A doctor and public health expert asked me if I was asking the activity or area about HVAC systems. “The key word is MERV13 filters,” he wrote me.

That sent me to a Google search to find out that the U.S. Environmental Protection Agency actually advises: “Upgrading a MERV-13 labeled filter, or the highest rated filter possible. in your HVAC system fan and filter slot, can improve the system’s effectiveness in removing viruses from the surrounding air. “

In the case of the conference I was scheduled to attend, the organizers actively told us that they were satisfied with the circulation policies and that some meetings could be moved outside. However, they also said they could not guarantee that attendees would wear masks, as the policies were set by local governments.

What I decided — and the privilege it brought.

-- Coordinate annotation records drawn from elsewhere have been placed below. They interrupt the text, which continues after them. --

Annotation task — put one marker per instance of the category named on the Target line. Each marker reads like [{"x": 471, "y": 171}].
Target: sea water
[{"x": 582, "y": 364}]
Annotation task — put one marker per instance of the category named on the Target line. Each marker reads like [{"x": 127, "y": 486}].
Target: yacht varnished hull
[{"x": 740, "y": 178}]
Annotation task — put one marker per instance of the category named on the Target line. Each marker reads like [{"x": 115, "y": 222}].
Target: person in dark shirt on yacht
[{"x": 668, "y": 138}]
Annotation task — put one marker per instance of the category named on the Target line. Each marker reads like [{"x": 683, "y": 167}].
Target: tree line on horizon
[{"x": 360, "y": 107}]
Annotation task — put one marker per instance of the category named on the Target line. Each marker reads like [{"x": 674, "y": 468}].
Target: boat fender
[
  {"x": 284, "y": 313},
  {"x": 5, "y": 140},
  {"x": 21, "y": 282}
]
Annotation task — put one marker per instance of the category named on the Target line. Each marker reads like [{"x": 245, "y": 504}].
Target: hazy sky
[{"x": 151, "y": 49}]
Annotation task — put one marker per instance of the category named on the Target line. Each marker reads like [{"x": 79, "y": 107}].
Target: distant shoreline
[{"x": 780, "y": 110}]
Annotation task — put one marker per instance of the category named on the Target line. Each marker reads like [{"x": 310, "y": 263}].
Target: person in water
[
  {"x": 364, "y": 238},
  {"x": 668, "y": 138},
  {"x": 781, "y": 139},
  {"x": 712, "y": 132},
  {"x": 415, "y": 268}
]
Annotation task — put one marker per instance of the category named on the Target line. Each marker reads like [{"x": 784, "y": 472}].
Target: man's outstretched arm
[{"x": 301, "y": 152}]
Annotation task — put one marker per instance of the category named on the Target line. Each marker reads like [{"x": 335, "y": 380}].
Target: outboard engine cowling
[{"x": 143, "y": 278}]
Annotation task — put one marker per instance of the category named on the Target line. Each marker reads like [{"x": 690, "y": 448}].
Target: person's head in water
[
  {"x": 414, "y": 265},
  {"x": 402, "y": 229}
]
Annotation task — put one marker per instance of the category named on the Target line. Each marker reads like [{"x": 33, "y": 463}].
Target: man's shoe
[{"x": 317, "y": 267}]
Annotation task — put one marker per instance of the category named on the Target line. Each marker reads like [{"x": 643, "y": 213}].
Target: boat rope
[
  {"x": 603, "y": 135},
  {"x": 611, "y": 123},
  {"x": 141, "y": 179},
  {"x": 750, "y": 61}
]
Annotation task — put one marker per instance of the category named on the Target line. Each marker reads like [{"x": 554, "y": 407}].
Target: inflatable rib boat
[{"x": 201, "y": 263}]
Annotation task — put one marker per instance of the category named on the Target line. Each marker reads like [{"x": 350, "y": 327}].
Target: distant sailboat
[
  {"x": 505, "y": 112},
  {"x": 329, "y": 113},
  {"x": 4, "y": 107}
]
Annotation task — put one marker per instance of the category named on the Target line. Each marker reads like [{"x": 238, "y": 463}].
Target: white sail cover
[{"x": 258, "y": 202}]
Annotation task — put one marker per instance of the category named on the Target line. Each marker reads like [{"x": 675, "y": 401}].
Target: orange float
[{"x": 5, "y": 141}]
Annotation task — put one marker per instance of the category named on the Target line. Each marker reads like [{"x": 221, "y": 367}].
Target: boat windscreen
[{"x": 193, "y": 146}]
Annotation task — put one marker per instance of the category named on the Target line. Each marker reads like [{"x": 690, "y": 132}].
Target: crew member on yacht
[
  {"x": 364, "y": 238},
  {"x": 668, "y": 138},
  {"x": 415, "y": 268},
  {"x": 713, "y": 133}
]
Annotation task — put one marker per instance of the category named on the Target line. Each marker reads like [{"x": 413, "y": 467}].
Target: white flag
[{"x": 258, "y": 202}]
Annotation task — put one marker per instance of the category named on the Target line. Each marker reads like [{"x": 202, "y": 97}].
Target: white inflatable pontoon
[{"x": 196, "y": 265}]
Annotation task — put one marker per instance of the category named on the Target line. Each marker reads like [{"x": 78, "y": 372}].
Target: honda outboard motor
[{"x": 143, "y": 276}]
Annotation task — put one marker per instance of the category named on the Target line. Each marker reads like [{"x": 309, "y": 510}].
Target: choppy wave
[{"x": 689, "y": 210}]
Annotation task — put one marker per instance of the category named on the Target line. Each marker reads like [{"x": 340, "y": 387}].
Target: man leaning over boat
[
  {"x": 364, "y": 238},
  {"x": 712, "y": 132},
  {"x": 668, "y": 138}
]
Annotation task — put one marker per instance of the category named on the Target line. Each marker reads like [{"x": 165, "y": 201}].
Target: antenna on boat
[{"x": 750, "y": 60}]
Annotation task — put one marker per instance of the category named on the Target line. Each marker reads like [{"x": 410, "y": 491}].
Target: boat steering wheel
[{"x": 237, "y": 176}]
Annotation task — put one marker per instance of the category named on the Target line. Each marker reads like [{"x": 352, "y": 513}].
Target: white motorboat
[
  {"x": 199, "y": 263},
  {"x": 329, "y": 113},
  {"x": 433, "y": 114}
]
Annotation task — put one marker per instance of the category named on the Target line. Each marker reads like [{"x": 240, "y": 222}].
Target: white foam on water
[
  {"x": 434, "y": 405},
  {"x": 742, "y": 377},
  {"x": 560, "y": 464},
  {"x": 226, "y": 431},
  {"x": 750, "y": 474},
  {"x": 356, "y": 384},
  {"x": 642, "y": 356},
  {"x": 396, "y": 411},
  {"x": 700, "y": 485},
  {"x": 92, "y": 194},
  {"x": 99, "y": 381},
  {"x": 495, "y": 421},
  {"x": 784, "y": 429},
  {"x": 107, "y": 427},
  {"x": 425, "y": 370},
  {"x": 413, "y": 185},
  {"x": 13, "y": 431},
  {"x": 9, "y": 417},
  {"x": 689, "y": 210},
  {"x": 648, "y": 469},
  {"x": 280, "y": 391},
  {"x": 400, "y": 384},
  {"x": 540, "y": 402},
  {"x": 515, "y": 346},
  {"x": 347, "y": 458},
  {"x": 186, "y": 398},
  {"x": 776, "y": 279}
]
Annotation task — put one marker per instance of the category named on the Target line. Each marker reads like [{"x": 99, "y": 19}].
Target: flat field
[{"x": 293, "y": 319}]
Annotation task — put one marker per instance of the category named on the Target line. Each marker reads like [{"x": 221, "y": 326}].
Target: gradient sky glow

In the end, I chose to skip the event and cancel the trip. I decided that my children’s year-end activities were more than potential networking and brand-building opportunities, all the while knowing that many other professionals don’t have the privilege of making the same decisions. about personal work over the past few years.

I thought the call would bring relief. In fact, it took some, but it didn’t last long. Last Saturday, while running (we bought mulch) with my husband thanks to a sudden “free” day without having to travel, we received a phone call: This is the leader of my Girl Scout troop daughter. Some of the kids on her camping trip had recently tested positive, and she just wanted us to know about the potential danger.